Die Frau: Am Ende des achten Gesangs der Odyssee gibt der König der Phäaken Alkinoos eine Antwort auf die Frage, warum ein Held all die Unbill ertragen muß. Und das kam so: Alkinoos sieht seinen Gast, dessen Identität er noch nicht kennt, erschüttert. Die Erschütterung rührt daher, daß Odysseus (…) mit seiner eigenen Geschichte konfrontiert wird, als während des Gastmahls der blinde Sänger Demodokos ein Epos vom trojanischen Krieg vorträgt. Der Held ist erschüttert, als er mitanhört, was er selbst doch miterlebt hat, es ist, als käme ihm jetzt erst zu Bewußtsein, was alles er da durchgemacht hat, vor Troja und wegen Troja. Daraufhin also Alkinoos …
Alkinoos, König der Phäaken: Sage mir auch, was weinst du, und warum trauerst du so herzlich, wenn du von der Achäer und Ilions Schicksale hörest? Dieses beschloß der Unsterblichen Rat und bestimmte der Menschen Untergang, daß er würd ein Gesang der Enkelgeschlechter.
Die Frau: Das Schicksal und die Widrigkeiten, die den Helden begegnen, werden dadurch motiviert, daß sie den späteren Generationen als Stoff für ihre Geschichten dienen können …

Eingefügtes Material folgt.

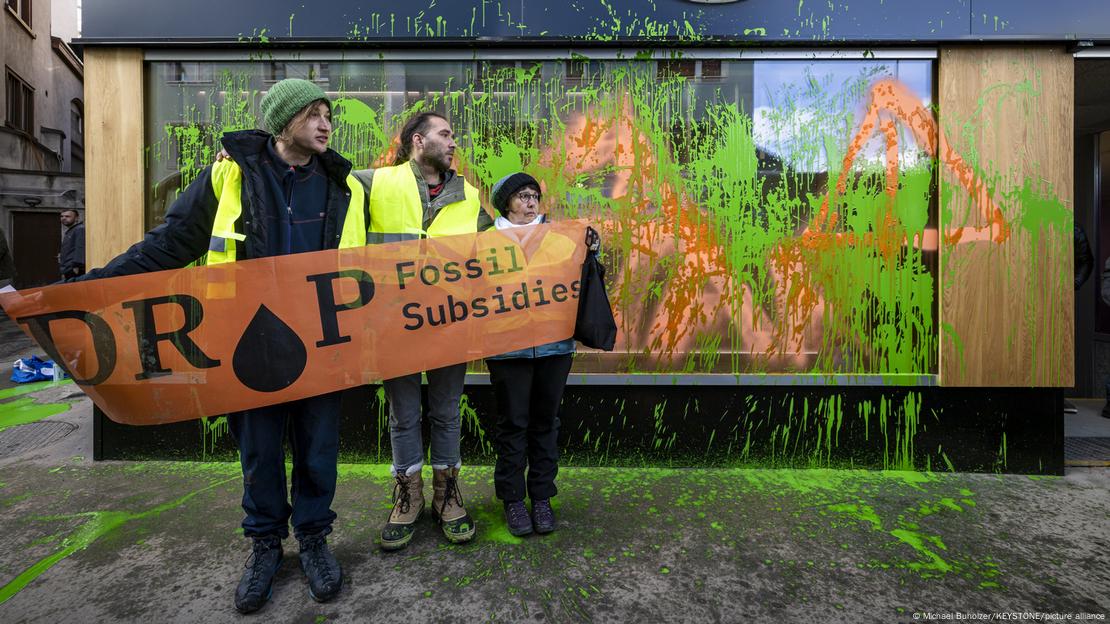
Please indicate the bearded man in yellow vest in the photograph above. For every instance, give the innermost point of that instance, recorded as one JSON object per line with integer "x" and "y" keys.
{"x": 282, "y": 191}
{"x": 422, "y": 195}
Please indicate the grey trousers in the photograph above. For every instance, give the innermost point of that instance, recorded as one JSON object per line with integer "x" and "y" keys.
{"x": 444, "y": 389}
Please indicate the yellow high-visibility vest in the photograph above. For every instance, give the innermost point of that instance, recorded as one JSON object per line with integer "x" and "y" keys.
{"x": 228, "y": 181}
{"x": 395, "y": 207}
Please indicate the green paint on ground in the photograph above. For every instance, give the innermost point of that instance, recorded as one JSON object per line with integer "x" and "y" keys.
{"x": 23, "y": 411}
{"x": 29, "y": 388}
{"x": 97, "y": 525}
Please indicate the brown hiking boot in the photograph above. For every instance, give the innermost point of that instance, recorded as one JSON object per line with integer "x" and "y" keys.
{"x": 447, "y": 506}
{"x": 407, "y": 507}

Der Mann: Homer war REALIST. (…)
Lionel Trilling: … die grausame Irrationalität der Bedingungen des menschlichen Lebens, die von einem Idioten erzählte Geschichte, die kindischen Götter, die uns nicht um der Strafe, sondern um des Zeitvertreibs willen martern …
Die Frau: Es ist klar, daß diese Erklärung auf Dauer nicht haltbar war. Denn die Motive lagen hier quasi außen …


* Hans Köberlin, »… schön ist das nicht …« oder: Apologie des Mysteriums; in: Arbeitsgruppe »menschen formen« (Hg.), Ver-Schiede der Kultur. Aufsätze zur Kippe kulturanthropologischen Nachdenkens, Marburg 2002, S. 271f.; siehe dort auch die Nachweise der im Hörstück eingefügten Zitate. Ein ähnliches Beispiel – nicht für die oben aufgezählten re-entries, sondern für den Hohn metaphysischer Instanzen – war natürlich noch die Geschichte Hiobs, dessen Leiden einzig einer Wette Jahwes mit seinem Widersacher entsprangen (siehe Hi 1.6ff.).

(aus: ¡Hans Koberlin vive!, Kapitel XII [Phase V – oder: Un gringo en Calpe], 10. Februar bis 6. März 2014).